Sensibiliser pour dépasser la honte et pousser la recherche

Une autre difficulté à laquelle doivent faire face les familles, c'est la stigmatisation«Les aidants témoignent de la peur du regard d'autrui. Ils nous disent “nous n'osons plus sortir”», relate le Dr Matthieu Piccoli. «Les troubles du comportement tendent à couper la famille de toute vie sociale», ajoute Dominique de Blanchard. De fait, il est extrêmement difficile de composer avec le regard d'autrui lorsque son père ou son mari vole des bonbons à l'étalage pour combler ses envies de sucre ou se met à parler de manière déplacée à des inconnus. C'est là qu'une plus grande sensibilisation du grand public aux DFT permettrait aux familles de mettre de côté cette honte infondée qu'elles éprouvent parfois.

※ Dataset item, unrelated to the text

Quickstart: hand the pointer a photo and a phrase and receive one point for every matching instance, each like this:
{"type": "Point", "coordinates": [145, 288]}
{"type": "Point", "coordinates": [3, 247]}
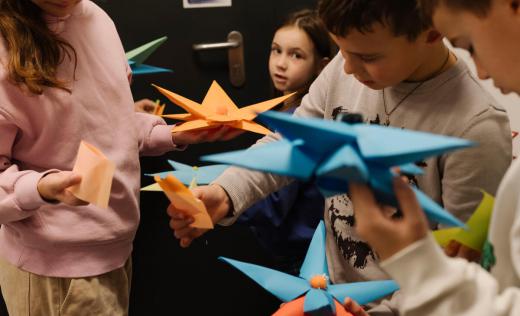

La sensibilisation est aussi un moyen de pousser et de financer la recherche. Une recherche qualifiée de «dynamique» par la Dre Isabelle Le Ber: «Elle a beaucoup évolué au cours des dernières années. Elle a permis d'affiner les critères diagnostiques, d'identifier les lésions cérébrales, la maladie, et elle avance sur la connaissance des mécanismes biologiques. Des premiers essais de thérapeutiques, encore au stade de recherche expérimentale, débutent dans certaines formes génétiques de la maladie. Même si leur efficacité n'est pas encore démontrée, ces premières recherches en thérapeutiques apportent les premiers espoirs.»

«Que des personnalités publiques –ou leur proches– parlent de cette maladie apporte beaucoup», soutient Matthieu Piccoli. Espérons que l'attachement que nous avons pour Bruce Willis permette d'éveiller les consciences sur les DFT, et sur les difficultés qu'elles engendrent pour les malades et leurs familles.